You are here: HomeNews2000 11 22Article 12135

General News of Wednesday, 22 November 2000

Source: GNA

Economic consultant pessimistic about Ghana's economy

The Executive Director of the Centre for Policy and Economic Analysis (CEPA), Dr Joe Abbey said on Tuesday that the Ghanaian economy cannot support the minimum GDP growth rate of at least seven per cent a year as envisaged in the Vision 2020 document.

"The Ghanaian economy is simply not big enough, by itself to assure such minimum GDP growth rate," he told the Institute of Bankers in Accra. Dr Abbey was delivering a paper on "Foreign Exchange Management and Stability of the Cedi -The Role of the Banking Industry," at the Institute's annual conference.

He said the structure of production, consumption and the low level of technological advancement indicates that, Ghana would continue to import most of her raw materials, technological know-how and educational materials to upgrade the technical and managerial capabilities of its human resource needed to ensure a private sector led growth.

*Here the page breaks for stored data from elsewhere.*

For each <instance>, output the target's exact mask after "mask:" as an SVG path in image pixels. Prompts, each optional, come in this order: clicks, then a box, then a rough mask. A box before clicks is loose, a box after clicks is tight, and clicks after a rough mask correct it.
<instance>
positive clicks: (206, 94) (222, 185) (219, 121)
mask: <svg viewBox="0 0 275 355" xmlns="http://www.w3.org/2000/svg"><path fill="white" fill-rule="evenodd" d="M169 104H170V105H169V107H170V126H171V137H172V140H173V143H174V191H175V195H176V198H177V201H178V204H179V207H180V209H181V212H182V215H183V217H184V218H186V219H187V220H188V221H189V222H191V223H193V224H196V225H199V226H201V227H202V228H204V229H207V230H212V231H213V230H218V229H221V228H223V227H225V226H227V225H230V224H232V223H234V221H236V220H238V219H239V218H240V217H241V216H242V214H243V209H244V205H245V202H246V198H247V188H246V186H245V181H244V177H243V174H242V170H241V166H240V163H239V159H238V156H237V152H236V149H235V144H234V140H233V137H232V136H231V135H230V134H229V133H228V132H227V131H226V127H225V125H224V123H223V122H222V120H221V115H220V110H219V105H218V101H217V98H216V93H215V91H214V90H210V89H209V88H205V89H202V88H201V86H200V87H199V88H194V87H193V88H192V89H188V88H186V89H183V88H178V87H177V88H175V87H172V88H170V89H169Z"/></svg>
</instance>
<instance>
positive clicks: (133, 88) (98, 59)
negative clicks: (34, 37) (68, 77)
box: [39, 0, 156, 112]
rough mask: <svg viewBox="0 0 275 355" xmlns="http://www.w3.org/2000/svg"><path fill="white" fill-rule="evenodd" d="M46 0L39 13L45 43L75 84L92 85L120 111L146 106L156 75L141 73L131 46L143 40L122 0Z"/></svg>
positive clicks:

To sustain these programmes, however he said, depends on the development of the requisite export earning capability, especially in the non-traditional export sector. Dr Abbey said annual growth rates of at least 15 per cent in earnings in the non-traditional export sector would make the goals achievable and lay a firm basis for the attack on poverty.

He said inconsistency in macro-economic policy has led to loss of international trade competitiveness and growth in imports to the detriment of the domestic competing industries. Dr Abbey advocated consistent macro policies and appropriate regulatory framework to ensure sustainable growth through productivity.

Such policies will improve risk management and allow for gradual dismantling of capital controls and the development of more resilient and competitive financial and corporate sectors.

On investment, Dr Abbey underscored the need for a growth enhancing investment that would assure the productive potential of the economy and create employment. He urged the banks to be at the forefront of the mobilisation of savings and channelling of investment resources.

Dr Abbey said while financial savings from banks could be transferred to alternative uses, such as consumer credit, industrial investment credit and public sector borrowing, the balance of the use of these savings choices would determine the kind of society and economy.